Tja, was soll´s , ich war nicht gekommen, um den ganzen Staat New Jersey zu erobern, und ich bin es schon gewohnt beim Rauchen draußen zu erfrieren. Weitaus wichtiger war es, mein drittes Photo zu bekommen.
Seine Begrüßung war sehr, sehr herzlich und ich bekam mein Autogramm. Lästig, wie ich nun einmal bin, fragte ich um ein weiteres Foto von ihm mit mir – wenn möglich er sitzend, ich stehend – natürlich machte er mit. Dies ist ein einfacherer Weg an Fotos für Bettinas Website zu kommen. Ich hoffe, sie wird zufrieden sein : mehr als 13 ziemlich gute Bilder für sie.
Nächster Punkt: Warten ( nicht auf Godot) und nicht „singing in the rain (Song)“ sondern rauchend im Regen. Dieser Tag war nicht so geschäftig – ich denke, die meisten Leute wollten wohl nicht zur Veranstaltung schwimmen.

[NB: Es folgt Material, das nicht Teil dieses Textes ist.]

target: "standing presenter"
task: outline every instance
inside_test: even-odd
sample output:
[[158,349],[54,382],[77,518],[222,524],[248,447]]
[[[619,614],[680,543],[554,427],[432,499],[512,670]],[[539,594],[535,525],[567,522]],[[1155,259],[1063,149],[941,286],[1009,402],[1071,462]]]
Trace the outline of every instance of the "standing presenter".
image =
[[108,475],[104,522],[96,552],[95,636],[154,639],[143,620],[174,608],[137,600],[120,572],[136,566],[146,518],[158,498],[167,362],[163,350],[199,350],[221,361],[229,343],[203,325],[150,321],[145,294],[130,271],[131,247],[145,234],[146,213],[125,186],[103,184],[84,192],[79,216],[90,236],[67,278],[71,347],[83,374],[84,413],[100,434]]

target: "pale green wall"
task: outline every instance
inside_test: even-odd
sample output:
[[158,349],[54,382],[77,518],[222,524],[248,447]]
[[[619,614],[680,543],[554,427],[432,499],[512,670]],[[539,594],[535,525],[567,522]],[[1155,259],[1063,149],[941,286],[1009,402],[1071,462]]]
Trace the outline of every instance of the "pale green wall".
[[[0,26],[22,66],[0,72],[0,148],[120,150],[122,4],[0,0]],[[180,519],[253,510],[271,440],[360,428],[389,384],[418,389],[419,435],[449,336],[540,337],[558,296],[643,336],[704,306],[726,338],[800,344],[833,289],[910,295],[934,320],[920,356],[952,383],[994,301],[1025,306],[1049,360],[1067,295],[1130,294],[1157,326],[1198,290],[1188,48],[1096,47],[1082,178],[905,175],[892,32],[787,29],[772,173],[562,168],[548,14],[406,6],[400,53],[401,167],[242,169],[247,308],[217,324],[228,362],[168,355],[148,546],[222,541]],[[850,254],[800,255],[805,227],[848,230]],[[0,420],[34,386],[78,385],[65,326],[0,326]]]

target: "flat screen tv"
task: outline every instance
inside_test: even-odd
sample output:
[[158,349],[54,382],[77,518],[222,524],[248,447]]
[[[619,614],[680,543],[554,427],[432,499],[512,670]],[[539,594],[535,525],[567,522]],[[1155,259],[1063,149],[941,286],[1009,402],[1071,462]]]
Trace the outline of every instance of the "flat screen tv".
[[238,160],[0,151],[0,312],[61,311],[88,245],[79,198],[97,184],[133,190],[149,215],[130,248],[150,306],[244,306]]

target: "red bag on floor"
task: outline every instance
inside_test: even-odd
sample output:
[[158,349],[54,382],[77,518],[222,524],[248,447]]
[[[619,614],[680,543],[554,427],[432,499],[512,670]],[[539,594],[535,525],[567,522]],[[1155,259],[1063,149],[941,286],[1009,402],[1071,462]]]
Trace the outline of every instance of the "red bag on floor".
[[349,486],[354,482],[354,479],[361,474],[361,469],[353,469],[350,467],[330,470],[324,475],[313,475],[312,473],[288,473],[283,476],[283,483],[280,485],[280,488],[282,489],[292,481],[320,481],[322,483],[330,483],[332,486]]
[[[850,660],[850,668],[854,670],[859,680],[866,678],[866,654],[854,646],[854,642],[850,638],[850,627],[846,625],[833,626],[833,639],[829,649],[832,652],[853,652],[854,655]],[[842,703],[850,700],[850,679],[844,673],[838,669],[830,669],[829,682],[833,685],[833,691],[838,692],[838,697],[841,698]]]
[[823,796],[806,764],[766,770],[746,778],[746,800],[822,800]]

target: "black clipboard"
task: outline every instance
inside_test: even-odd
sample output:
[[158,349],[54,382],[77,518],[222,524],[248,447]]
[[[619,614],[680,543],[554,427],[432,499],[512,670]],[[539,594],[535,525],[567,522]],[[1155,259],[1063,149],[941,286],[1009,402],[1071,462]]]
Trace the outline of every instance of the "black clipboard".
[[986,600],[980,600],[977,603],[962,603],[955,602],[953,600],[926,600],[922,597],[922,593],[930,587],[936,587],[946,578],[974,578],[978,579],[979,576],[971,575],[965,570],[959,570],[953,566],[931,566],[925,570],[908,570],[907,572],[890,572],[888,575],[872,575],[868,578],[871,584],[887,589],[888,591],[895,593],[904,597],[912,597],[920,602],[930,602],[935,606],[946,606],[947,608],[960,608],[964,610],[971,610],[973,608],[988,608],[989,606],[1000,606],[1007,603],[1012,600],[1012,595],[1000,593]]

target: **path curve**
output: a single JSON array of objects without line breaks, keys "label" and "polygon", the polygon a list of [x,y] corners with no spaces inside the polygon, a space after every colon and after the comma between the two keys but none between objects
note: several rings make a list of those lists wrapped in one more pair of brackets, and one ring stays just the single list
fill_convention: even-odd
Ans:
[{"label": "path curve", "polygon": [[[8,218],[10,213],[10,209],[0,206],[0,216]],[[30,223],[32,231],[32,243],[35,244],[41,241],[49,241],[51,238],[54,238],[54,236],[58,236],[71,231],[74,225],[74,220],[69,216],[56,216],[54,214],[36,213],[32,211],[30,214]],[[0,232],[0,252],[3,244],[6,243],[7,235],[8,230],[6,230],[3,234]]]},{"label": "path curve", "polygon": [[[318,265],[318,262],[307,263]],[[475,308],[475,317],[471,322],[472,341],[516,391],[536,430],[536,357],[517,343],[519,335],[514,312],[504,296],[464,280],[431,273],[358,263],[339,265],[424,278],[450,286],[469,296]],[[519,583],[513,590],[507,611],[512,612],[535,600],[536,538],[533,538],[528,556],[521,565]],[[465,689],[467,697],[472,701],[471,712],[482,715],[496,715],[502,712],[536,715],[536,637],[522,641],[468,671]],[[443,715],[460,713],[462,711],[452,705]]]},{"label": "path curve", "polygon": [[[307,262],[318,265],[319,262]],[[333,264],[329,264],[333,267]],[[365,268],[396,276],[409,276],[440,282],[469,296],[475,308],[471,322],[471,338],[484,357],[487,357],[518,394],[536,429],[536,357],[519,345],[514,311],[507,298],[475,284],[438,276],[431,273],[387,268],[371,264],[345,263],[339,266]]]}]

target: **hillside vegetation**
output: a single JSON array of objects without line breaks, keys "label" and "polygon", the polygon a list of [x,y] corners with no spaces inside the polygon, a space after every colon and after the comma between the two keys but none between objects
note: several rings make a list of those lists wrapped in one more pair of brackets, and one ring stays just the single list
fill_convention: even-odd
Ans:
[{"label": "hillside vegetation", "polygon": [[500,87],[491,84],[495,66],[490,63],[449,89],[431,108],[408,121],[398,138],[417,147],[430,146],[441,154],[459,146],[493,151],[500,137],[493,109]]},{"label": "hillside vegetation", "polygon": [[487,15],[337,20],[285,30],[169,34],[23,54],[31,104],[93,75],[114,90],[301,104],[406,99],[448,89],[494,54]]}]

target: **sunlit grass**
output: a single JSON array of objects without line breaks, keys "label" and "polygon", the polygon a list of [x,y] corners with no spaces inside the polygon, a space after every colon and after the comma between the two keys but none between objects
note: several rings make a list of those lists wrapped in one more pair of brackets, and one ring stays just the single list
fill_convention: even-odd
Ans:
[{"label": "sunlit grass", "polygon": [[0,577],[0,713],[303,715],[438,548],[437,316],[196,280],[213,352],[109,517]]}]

Zum Schluss nahm ich noch meinen ganzen Mut zusammen und fragte, ob er dieses Jahr vielleicht nach Europa kommen würde, bzw. ob er plante wieder einmal Theater zu spielen. Er erzählte, er käme vielleicht im September, oder aber würde vielleicht zu diesem Zeitpunkt in New York auf der Bühne stehen. Wir werden sehen!
Ein letzter Abschied – die Wirklichkeit hat mich wieder.
P.S.: Als ich New Jersey verließ, hörte es auf zu regnen!